One reason for the BOJ's rate hike is the prolonged weakness of the Japanese yen, which has pushed inflation above the central bank's 2% target. On Monday, the dollar traded at 142.39 yen, down from 146.45 on Friday and much lower than its recent high of over 160 yen.

The euro also slipped, trading at $1.0896 from $1.0923.

Earlier this year, shares surged on optimism about companies benefiting from advances in artificial intelligence. However, the recent downturn has heavily impacted markets focused on technology shares. South Korea's Kospi index fell 9.3%, with Samsung Electronics dropping 11.6%. Taiwan's Taiex also declined by 8.4%, as Taiwan Semiconductor Manufacturing Co., the world’s largest chipmaker, fell 9.8%.

Global stocks tumbled on Friday following the weak U.S. employment data, fueling fears that high interest rates are straining the U.S. economy. On Monday, futures for the S&P 500 fell 1.5%, and the Dow Jones Industrial Average dropped 0.7%.

Stephen Innes of SPI Asset Management commented, “The spike in volatility underscores just how nervous the markets have become. The key question is whether the typical market response of buying the dip will overcome the deep-seated anxiety caused by recession fears.”

The VIX index, which measures investor fear of upcoming S&P 500 declines, fell about 26% early Monday. Bitcoin, which recently soared to nearly $70,000, dropped 14% to $54,155.

Oil prices remained relatively stable.
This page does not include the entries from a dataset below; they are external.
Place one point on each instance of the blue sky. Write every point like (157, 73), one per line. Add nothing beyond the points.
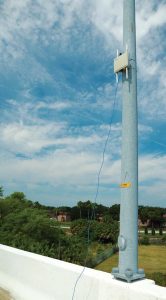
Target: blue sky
(56, 97)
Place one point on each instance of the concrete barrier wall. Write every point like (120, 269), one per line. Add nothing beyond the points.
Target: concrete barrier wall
(30, 276)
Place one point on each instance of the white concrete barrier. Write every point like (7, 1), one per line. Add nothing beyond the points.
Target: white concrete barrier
(29, 276)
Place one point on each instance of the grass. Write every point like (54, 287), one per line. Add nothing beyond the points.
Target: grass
(151, 258)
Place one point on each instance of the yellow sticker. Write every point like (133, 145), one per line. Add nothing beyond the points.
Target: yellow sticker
(125, 184)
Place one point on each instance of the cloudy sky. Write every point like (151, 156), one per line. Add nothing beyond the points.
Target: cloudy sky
(56, 98)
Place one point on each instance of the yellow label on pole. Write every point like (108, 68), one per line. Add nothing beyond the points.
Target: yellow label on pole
(125, 185)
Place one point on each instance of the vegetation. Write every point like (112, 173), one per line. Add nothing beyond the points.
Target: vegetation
(91, 235)
(29, 226)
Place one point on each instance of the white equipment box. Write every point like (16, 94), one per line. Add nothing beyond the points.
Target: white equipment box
(121, 62)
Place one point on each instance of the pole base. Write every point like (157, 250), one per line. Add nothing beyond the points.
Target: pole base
(128, 276)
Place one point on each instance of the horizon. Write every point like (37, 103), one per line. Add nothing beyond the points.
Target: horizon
(57, 95)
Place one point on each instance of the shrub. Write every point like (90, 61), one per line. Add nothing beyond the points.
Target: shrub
(145, 240)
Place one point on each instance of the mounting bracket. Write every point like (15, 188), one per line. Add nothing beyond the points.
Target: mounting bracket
(121, 63)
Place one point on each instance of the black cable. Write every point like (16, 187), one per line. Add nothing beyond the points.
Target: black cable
(97, 189)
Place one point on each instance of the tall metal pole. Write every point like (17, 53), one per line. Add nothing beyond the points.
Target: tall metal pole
(128, 238)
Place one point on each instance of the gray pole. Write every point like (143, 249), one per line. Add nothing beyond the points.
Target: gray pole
(128, 238)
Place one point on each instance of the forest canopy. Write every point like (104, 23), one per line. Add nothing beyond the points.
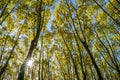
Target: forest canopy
(59, 40)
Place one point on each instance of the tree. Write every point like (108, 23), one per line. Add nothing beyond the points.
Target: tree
(59, 40)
U.S. benchmark crude oil rose 9 cents to $73.61 per barrel, while Brent Crude stayed flat at $76.81 per barrel.

Investors are now waiting for U.S. services sector data from the Institute for Supply Management, due later Monday, which may clarify if the global sell-offs are an overreaction, according to Yeap Jun Rong of IG.

Despite these concerns, the U.S. economy is still growing, and a recession is not yet a certainty. However, the volatility and fears have spread globally. In Asia, Hong Kong's Hang Seng index dropped 2.5% to 16,519.78, and Australia's S&P/ASX 200 fell 3.8% to 7,637.40. The Shanghai Composite index, somewhat shielded by capital controls, initially edged higher but then fell 1.2% to 2,870.34.

In the U.S., the S&P 500 fell 1.8% on Friday, marking its first consecutive loss of at least 1% since April. The Dow Jones dropped 1.5%, and the Nasdaq composite declined 2.4%. The Nasdaq's recent drop dragged it 10% below its record high from last month, a level traders refers to as a “correction.”

The downturn began just days after U.S. stock indexes had their best day in months, following Federal Reserve Chair Jerome Powell's indication that inflation might have slowed enough to consider rate cuts in September.

However, concerns are mounting that the Fed may have kept its main interest rate too high for too long, increasing recession risks in the world's largest economy. A rate cut could stimulate borrowing and economic activity, but its effects might take months to be felt.

Tan Boon Heng of Mizuho Bank in Singapore noted, “The feared scenario is higher unemployment leading to reduced spending, further limiting hiring and incomes, and potentially causing a recession.”